Yesterday was my first day back to work since having Sheffield. I am lucky that I work for an amazing company — in that they will let me work from home until a spot opens up in day care for us to take our baby. I know that this is a hot topic amongst mothers, but here are the reasons why I’m returning to work:
// I like to work. I am a workaholic, and I love just being at work and having something to do.
// I like my coworkers. I really do. I like having the friendships outside of work that I have with some of them.
// I like the money — sorry, but it’s true. Yes, some of it will be going to daycare costs, but the other amount will go to things like trips for when he’s older and a college fund.
// Most of the time, I genuinely like what I do — I just really like getting up and feeling like I have a purpose and having people rely on me. I don’t know — it’s a disease.
// In some ways, I feel like I should leave him with professionals. The day care we have him on the waiting list for has a teacher for every two to three infants – they will start potty training with him, and then when he eventually graduates onto older classes, they teach him to count to 100, the US presidents and words in Spanish, as well as the basics such as colors and shapes. Plus, he’ll get the social time with other kids, which I think is super important.
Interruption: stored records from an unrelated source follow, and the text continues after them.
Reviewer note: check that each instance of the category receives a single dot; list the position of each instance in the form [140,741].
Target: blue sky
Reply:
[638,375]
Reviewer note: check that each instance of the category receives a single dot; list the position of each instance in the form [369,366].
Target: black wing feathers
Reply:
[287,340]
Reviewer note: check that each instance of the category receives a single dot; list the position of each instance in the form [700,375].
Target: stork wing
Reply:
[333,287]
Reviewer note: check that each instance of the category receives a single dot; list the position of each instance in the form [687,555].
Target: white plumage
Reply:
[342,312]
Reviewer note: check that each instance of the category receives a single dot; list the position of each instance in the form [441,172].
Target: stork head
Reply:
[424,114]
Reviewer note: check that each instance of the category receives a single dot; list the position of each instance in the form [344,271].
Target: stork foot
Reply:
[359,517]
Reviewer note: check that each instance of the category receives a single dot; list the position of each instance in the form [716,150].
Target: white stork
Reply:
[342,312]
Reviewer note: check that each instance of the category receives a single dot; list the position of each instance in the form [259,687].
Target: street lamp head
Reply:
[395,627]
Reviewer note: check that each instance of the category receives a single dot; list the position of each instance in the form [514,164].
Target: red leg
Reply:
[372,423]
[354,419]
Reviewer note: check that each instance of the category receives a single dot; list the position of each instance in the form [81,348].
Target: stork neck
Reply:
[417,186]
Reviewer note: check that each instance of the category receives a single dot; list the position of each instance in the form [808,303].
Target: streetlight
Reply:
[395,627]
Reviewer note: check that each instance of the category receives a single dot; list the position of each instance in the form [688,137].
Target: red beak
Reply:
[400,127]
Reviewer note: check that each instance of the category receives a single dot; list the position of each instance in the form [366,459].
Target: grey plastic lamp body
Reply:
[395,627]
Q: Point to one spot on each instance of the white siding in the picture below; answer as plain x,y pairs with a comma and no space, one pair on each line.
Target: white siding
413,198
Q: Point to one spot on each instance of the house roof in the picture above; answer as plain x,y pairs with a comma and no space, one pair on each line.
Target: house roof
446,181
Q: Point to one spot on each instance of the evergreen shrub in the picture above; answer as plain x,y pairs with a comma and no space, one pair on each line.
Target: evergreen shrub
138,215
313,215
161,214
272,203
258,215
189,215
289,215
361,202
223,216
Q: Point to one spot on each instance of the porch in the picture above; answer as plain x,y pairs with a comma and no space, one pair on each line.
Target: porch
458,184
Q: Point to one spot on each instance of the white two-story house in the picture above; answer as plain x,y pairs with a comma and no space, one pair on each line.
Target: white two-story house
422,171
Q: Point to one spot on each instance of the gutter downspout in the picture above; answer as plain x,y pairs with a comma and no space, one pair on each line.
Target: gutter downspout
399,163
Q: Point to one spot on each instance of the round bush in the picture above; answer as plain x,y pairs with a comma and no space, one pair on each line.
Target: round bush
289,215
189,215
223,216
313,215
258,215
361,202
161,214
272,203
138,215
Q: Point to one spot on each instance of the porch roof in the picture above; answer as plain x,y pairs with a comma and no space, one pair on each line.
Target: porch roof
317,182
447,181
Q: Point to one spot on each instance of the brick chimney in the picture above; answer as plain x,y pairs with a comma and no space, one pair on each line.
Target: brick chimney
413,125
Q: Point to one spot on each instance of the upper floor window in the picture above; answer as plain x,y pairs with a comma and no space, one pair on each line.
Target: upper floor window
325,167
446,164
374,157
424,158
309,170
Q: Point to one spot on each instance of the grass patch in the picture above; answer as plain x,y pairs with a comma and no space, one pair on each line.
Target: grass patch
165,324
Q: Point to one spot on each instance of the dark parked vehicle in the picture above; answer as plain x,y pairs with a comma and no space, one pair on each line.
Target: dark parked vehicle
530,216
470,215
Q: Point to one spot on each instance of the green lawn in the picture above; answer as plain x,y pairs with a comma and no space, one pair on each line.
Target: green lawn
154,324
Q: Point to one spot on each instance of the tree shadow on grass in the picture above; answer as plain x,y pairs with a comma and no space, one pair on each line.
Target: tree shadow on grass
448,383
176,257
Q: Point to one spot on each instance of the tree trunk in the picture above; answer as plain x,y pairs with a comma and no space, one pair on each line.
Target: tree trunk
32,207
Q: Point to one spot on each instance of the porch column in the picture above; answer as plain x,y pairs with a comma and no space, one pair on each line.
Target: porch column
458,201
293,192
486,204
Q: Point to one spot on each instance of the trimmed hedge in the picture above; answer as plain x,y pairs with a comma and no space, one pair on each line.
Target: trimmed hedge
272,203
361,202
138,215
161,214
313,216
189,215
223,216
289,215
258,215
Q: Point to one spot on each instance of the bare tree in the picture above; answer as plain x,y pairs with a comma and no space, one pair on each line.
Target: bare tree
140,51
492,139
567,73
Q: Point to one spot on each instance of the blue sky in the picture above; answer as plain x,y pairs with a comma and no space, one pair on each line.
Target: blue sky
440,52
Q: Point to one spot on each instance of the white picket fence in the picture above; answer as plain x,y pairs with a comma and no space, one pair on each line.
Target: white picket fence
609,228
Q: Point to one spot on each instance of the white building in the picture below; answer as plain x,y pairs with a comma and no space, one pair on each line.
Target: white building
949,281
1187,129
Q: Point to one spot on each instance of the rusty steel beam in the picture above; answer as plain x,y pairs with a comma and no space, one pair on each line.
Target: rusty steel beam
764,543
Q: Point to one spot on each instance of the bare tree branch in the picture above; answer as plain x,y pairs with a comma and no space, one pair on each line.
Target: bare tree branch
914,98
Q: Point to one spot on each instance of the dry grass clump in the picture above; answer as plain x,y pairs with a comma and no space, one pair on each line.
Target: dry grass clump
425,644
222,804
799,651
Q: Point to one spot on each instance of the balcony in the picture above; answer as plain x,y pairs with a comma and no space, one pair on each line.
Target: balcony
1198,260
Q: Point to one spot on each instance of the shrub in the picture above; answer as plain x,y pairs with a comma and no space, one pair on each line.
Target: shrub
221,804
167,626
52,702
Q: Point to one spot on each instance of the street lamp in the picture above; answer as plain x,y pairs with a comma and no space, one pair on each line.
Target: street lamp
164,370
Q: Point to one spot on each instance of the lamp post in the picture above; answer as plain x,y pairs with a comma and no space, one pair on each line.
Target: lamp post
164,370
// I hate that I have to say this, but this in no way discredits those moms who stay home. These are MY reasons for going back to work — and again not every mom who goes back to work will share these same reasons. Maybe this post is me justifying it to myself to try to make me feel better — do I wish that I could stay at home and work with him forever? Of course, but that’s not realistic — my job is somewhat demanding, and I would not be able to give Sheffield the time and attention he needs while I’m trying to work. This is a decision that both B and I came to, and one that we can both live with.